What does HIPAA require of you?

• You must develop policies and procedures that address privacy requirements via a privacy manual. This manual can be a "standalone" document, or it can be inserted into your existing office policies and procedures manual.
• You (the acupuncturist), along with all current and future office personnel and employees, must be trained on HIPAA policies and procedures.
• Each office must appoint a privacy officer to oversee the practice's compliance. If you have no employees, you will have to be responsible for all privacy compliance.
• Each office must develop a notice of privacy practices to be given to all patients so they understand what your office is doing to ensure the privacy of their information.
• You must include copies of business associate contracts. (A business associate is a party that receives protected information in connection with providing a service to the acupuncturist.) In a typical acupuncture practice, this would include a patient's medical and treatment records; lab records; consultation reports; X-ray records; and demographic information.
• A "chain of trust" is a concept that mandates that every organization with which you share patient information is HIPAA-compliant in the area of privacy.
• If you send, receive, request or confirm any patient information electronically, either through a billing service or directly from your office, you must be HIPAA-compliant. This includes handling patient claims; checking or verifying patient insurance coverage or eligibility; checking the status of insurance paper work and/or payments; verifying referral authorizations; or communications with an insurance company.
• The deadline for privacy compliance is April 14, 2003.
• The "payer testing deadline for electronic filing standards" is April 16, 2003.

The privacy of patient health information has become a key point of contention for consumer rights organizations, patients and legislators. Traditionally, privacy is an issue of concern relating to large health care facilities, but these issues are finding their way into the offices of small groups and solo practitioners. As the adoption of the HIPAA privacy rules becomes a reality, patients have a way to complain - and the government has a way to seek penalties - from a health care provider for failing to protect patient-specific health information.

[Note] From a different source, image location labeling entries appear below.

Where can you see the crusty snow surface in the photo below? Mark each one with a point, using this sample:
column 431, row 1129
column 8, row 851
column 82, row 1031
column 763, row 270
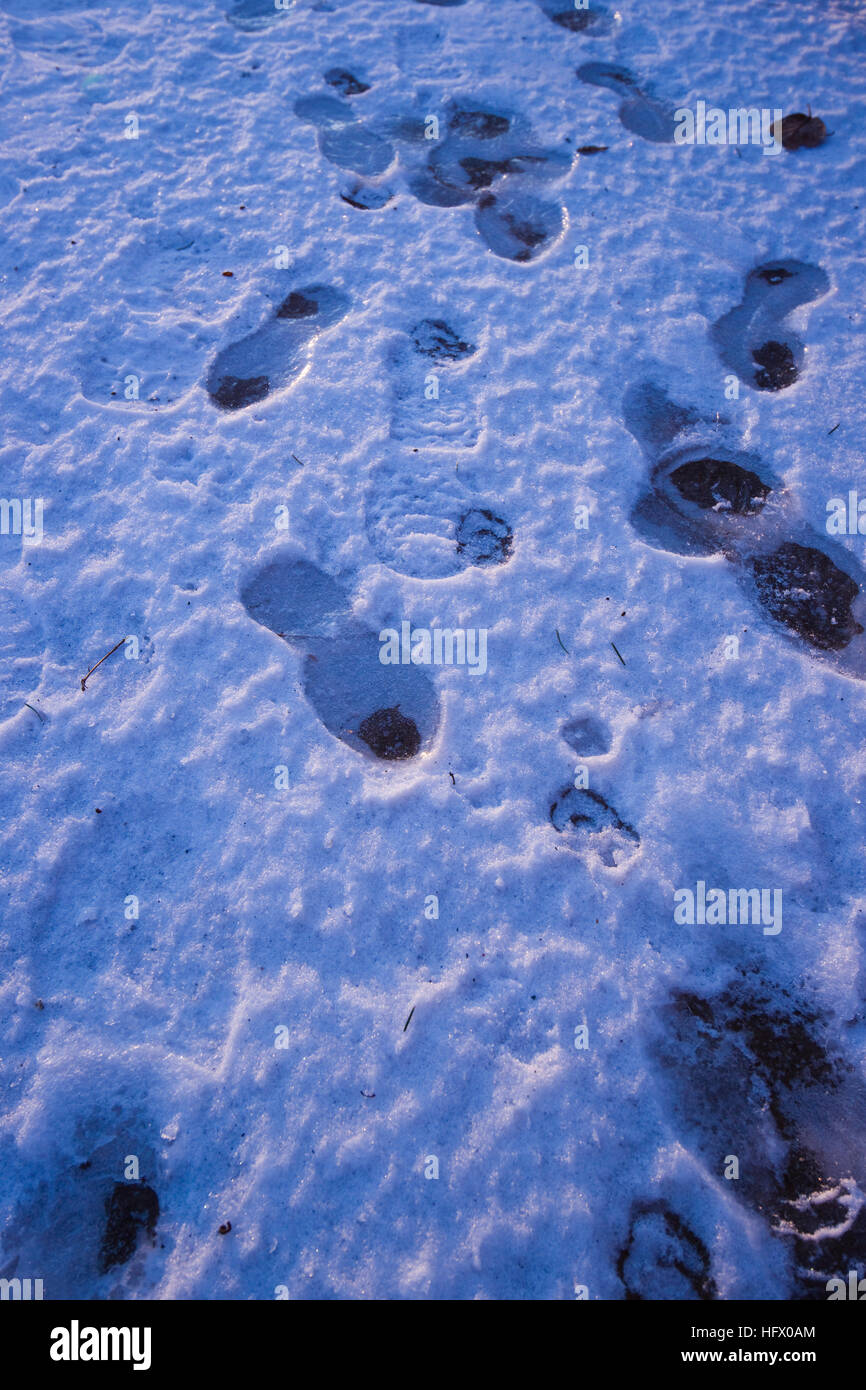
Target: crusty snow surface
column 243, row 1036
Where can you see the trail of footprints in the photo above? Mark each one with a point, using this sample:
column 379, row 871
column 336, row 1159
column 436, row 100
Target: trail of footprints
column 740, row 1062
column 708, row 496
column 487, row 159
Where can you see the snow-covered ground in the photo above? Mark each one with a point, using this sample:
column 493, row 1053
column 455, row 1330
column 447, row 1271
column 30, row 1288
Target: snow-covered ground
column 252, row 407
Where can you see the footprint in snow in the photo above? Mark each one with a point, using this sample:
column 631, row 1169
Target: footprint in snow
column 131, row 1212
column 423, row 517
column 708, row 498
column 255, row 14
column 640, row 111
column 488, row 157
column 342, row 139
column 592, row 826
column 752, row 339
column 388, row 712
column 587, row 734
column 751, row 1072
column 271, row 356
column 345, row 82
column 592, row 21
column 663, row 1257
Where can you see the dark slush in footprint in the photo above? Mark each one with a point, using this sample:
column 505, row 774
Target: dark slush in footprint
column 752, row 339
column 591, row 824
column 663, row 1258
column 341, row 138
column 389, row 712
column 802, row 588
column 519, row 225
column 271, row 356
column 255, row 14
column 640, row 111
column 592, row 21
column 132, row 1209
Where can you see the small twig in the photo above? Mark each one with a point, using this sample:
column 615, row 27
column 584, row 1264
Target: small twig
column 100, row 662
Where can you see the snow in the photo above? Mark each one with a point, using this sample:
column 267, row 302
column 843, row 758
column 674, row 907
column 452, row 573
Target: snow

As the health-care industry moves forward, the HIPAA standards will likely be viewed as the benchmark relating to the privacy of patient records and the right of patients to access their medical information. This will also include the rights of patients to request an amendment to their records, and to request an accounting of the information and disclosures made by acupuncturists. Acupuncturists who comply with HIPAA will be able to use their compliance efforts to demonstrate good faith when approaching patients and the patient's individual right to privacy.

Does all of this sound confusing? You're not alone. Many offices are already doing much to insure privacy for their patients and patient records. There are still areas for compliance. An important part of the process is demonstrating that you and your staff are moving toward compliance.

HIPAA is just another phase in the changing health care arena. It will cost both time and money, but once the process of insuring patient privacy and protection is complete, you will be able to go back to what you do best - helping people reach a new level of health.